“Get out of your chair, be seen, to catch recruiters’ eye” (USA Today article)Posted by The Agency on 2-3-2014 in Agency Press | 0 comments
The USA Today interviews The Agency’s Kim First on how to attract attention from a recruiter:
Source: USA Today, Andrea Kay, Gannett
While you’re sitting in front of your computer sending off your resume in response to ads — and likely not getting the time of day in return — employers are on the prowl for people who are out and about, staying up to date in their field, showing initiative and making it easy for them to find the best and the brightest
Take a look at how one search firm, The Agency Worldwide that specializes in jobs in life sciences, finds the best people.
Although half of its work entails recruiting physicians to develop new drug therapies to treat diseases like cancer and diabetes, recruiters also look for executives and directors in research and development, quality and marketing for biopharmaceutical firms as well as for medical device manufacturers and pharmacy benefit firms.

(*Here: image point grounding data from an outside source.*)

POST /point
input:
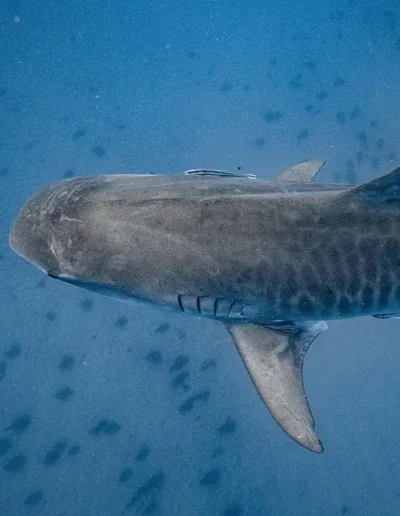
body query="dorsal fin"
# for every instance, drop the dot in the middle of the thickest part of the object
(303, 172)
(383, 189)
(274, 356)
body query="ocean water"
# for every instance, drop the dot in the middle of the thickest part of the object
(112, 409)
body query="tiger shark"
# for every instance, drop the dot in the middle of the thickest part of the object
(271, 260)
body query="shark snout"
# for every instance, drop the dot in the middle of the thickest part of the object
(31, 235)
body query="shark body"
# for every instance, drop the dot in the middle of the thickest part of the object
(270, 260)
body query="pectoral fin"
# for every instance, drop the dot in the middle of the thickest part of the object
(273, 356)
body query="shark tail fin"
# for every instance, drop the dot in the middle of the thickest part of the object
(273, 356)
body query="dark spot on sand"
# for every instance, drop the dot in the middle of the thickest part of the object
(33, 499)
(341, 117)
(312, 109)
(162, 328)
(179, 362)
(355, 114)
(188, 405)
(295, 82)
(271, 116)
(154, 483)
(53, 455)
(79, 133)
(67, 363)
(87, 305)
(338, 82)
(125, 475)
(302, 135)
(29, 146)
(211, 478)
(21, 423)
(375, 162)
(74, 450)
(143, 453)
(105, 426)
(180, 380)
(15, 464)
(154, 357)
(64, 394)
(13, 352)
(99, 151)
(209, 364)
(260, 142)
(121, 322)
(321, 95)
(226, 86)
(68, 174)
(233, 510)
(5, 445)
(228, 427)
(310, 65)
(3, 369)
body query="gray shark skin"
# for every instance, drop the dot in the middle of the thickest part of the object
(270, 260)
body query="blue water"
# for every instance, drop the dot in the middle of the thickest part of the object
(111, 409)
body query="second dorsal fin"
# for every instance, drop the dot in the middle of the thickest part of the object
(382, 189)
(273, 356)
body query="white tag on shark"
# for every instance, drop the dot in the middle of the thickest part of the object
(274, 356)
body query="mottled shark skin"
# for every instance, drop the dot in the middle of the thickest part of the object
(270, 260)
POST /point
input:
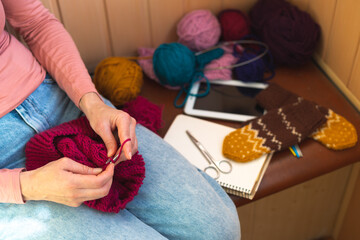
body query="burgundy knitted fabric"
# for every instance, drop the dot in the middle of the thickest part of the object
(77, 140)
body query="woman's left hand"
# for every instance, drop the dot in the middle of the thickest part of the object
(107, 121)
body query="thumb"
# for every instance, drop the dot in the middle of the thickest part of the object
(109, 141)
(79, 168)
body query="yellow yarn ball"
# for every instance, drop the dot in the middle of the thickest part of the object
(118, 79)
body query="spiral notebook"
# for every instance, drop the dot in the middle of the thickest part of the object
(244, 178)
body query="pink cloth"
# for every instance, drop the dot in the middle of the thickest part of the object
(77, 140)
(51, 49)
(22, 70)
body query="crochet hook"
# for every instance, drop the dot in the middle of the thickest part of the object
(114, 159)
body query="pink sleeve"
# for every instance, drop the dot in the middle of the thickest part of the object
(51, 44)
(10, 191)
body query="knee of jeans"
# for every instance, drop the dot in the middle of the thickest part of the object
(224, 224)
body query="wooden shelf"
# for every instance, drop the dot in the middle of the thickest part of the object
(284, 170)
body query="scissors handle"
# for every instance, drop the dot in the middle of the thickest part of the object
(213, 166)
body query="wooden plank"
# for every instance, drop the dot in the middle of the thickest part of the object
(164, 17)
(351, 97)
(343, 41)
(350, 227)
(322, 12)
(350, 194)
(305, 211)
(53, 6)
(88, 27)
(354, 82)
(129, 25)
(301, 4)
(215, 6)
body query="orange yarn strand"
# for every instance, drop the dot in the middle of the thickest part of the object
(118, 79)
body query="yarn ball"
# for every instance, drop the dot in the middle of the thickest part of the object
(118, 79)
(77, 141)
(251, 72)
(198, 30)
(291, 34)
(234, 24)
(145, 113)
(211, 71)
(175, 64)
(148, 66)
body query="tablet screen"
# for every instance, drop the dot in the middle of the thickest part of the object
(229, 99)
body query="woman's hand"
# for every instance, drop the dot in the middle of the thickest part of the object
(105, 120)
(67, 182)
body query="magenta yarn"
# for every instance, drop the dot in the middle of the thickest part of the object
(148, 67)
(77, 141)
(198, 30)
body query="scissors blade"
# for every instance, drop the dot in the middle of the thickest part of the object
(200, 147)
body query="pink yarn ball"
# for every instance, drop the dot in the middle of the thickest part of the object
(198, 30)
(227, 59)
(147, 65)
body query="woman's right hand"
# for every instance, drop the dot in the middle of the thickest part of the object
(67, 182)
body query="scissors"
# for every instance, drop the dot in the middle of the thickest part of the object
(212, 163)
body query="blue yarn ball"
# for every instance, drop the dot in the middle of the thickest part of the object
(251, 72)
(174, 64)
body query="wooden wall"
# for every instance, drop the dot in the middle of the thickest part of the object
(103, 28)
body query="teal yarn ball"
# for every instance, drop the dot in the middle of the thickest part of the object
(174, 64)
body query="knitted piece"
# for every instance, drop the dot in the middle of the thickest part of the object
(77, 140)
(276, 130)
(337, 133)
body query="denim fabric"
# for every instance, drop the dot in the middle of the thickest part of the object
(176, 200)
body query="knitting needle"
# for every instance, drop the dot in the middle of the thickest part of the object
(298, 150)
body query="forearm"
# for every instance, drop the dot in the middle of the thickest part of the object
(10, 189)
(51, 44)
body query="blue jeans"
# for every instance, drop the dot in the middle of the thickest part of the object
(176, 201)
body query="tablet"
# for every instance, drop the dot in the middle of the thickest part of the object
(227, 99)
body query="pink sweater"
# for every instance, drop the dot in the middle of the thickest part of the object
(22, 70)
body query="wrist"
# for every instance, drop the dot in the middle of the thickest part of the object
(89, 101)
(25, 185)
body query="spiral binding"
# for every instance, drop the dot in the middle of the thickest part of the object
(236, 190)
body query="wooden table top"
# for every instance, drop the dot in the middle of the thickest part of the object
(284, 170)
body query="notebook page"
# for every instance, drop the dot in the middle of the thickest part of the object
(211, 135)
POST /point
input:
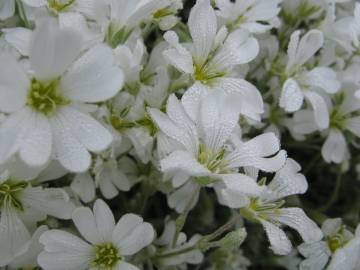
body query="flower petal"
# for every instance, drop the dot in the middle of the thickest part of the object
(177, 114)
(321, 112)
(20, 38)
(181, 161)
(202, 25)
(52, 50)
(296, 218)
(87, 130)
(335, 148)
(14, 233)
(250, 100)
(93, 77)
(219, 114)
(183, 197)
(14, 84)
(35, 149)
(253, 152)
(132, 234)
(84, 221)
(292, 96)
(279, 242)
(192, 98)
(104, 218)
(68, 149)
(239, 48)
(83, 185)
(324, 78)
(353, 124)
(51, 201)
(309, 44)
(287, 181)
(122, 265)
(172, 130)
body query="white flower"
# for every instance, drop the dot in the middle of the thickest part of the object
(194, 256)
(267, 209)
(212, 56)
(301, 83)
(196, 139)
(28, 260)
(340, 249)
(7, 9)
(107, 244)
(252, 15)
(125, 16)
(44, 120)
(21, 206)
(105, 174)
(343, 120)
(92, 9)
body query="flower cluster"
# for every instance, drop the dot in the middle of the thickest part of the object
(171, 134)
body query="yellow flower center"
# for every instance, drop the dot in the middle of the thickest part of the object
(45, 97)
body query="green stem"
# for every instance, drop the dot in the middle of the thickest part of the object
(312, 163)
(227, 226)
(22, 13)
(177, 252)
(180, 221)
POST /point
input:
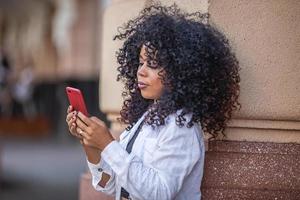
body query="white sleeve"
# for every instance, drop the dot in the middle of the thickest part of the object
(172, 161)
(97, 171)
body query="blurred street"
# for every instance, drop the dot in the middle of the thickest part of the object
(45, 169)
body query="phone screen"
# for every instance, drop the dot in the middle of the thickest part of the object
(76, 100)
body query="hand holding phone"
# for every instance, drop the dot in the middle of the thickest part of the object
(76, 100)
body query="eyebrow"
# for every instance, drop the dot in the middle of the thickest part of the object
(142, 58)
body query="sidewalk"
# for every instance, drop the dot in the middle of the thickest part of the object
(40, 169)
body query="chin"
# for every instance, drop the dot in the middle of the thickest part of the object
(145, 96)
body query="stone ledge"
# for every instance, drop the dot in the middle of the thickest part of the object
(237, 170)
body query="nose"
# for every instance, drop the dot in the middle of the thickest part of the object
(142, 71)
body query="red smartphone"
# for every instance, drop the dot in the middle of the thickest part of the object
(76, 100)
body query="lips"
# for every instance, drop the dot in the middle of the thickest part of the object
(142, 85)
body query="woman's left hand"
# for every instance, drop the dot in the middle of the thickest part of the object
(94, 131)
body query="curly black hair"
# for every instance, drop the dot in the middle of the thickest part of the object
(202, 72)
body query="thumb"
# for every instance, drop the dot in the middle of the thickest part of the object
(98, 121)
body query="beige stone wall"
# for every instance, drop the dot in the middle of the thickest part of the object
(264, 36)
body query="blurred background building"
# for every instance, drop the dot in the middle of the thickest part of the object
(46, 45)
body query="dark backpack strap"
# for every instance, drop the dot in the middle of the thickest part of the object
(129, 146)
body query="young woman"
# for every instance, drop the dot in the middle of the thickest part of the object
(181, 79)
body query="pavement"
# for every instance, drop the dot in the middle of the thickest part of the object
(40, 169)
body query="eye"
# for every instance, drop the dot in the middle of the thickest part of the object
(141, 64)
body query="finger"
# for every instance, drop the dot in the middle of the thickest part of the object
(84, 118)
(70, 109)
(70, 116)
(98, 121)
(73, 128)
(81, 133)
(81, 125)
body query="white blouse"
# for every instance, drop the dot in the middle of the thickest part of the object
(166, 162)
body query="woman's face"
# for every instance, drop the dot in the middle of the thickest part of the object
(149, 82)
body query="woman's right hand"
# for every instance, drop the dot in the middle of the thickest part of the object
(71, 121)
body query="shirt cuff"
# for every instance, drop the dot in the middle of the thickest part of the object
(97, 171)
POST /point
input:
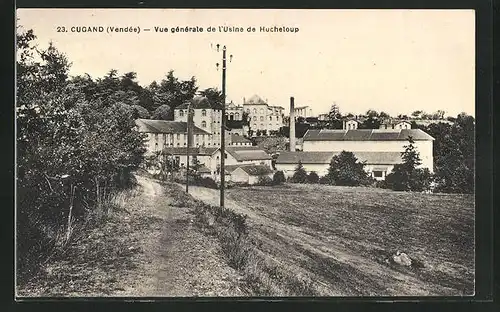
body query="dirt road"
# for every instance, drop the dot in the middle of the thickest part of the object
(333, 262)
(177, 259)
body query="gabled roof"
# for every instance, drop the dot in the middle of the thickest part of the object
(255, 99)
(247, 153)
(198, 102)
(250, 169)
(286, 157)
(239, 139)
(366, 135)
(192, 150)
(165, 126)
(204, 169)
(256, 170)
(371, 158)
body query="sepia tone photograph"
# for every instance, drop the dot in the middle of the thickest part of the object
(244, 153)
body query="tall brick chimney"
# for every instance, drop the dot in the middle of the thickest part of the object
(292, 124)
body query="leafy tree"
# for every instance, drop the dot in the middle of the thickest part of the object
(214, 96)
(313, 177)
(300, 174)
(163, 112)
(74, 141)
(140, 112)
(334, 117)
(279, 178)
(346, 170)
(406, 176)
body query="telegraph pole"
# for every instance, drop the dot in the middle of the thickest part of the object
(188, 128)
(223, 125)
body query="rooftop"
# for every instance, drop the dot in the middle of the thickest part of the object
(244, 153)
(165, 126)
(366, 135)
(371, 158)
(250, 169)
(239, 139)
(198, 102)
(192, 150)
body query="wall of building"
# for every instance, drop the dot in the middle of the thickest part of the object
(423, 147)
(289, 169)
(264, 117)
(206, 119)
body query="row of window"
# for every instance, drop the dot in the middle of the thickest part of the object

Don’t be chained to your desk. Get out to meetings and conferences to show recruiters your savvy.
They might be searching for someone to work in regulatory affairs and advertising labeling who also handles social media. Or they could be on the hunt for someone to manage a team of doctors developing innovative treatments for lymphoma. Or they might be in need of the perfect person to oversee global systems and processes for research and development activities.
How does Chief Executive Kim First find these folks? She and her team get out of the office often.
“We attend all types of meetings from the large, international, related medical meetings like the American Society of Clinical Oncology and American Diabetes Association to specialized meetings like the Food and Drug Law Institute,” she says. They do a lot of listening. They attend breakout sessions at these meetings where they observe potential candidates for “leadership attributes from communication style (and) ability to engage a group, to presentation style and cultural fit,” First says. “We also hang out at the poster sessions to meet the scientists first hand who are presenting their current work to a group of peers and thought leaders,” she says.
They build relationships so that when they have positions to fill, they can come back to a person and say,
“Hi, we met last year when you were presenting at the CAN (Cancer Action Network) meeting. I’d love to catch up. …”
First likens her approach to being a scout of athletes where you “start following someone’s growth and successes early on and develop a relationship years before they are ready to be drafted.”
They check back with potential “players” every four to six months. They also review publications and press announcements to track down candidates. And they “cross reference through social media avenues.”
All recruiting is done through personal interaction and targeted search efforts.
“We don’t post positions and wait for individuals to respond,” she says.
You may not be looking in this particular field. But no matter what your industry, it does you good to get out more and be seen and heard by those on the prowl for the best in your line of work.
Think about where people you want to connect with hang out:
• What professional organizations do they belong to?
• What conferences do they attend?
• What journals do they read?
• What LinkedIn groups do they belong to where you can join the conversation and build your reputation and relationships?
A colleague of mine told me about an out-of-work chief information officer who’s “having great success getting into companies through side doors rather than, as he calls it, ‘throwing the resume over the wall’ in response to an ad.”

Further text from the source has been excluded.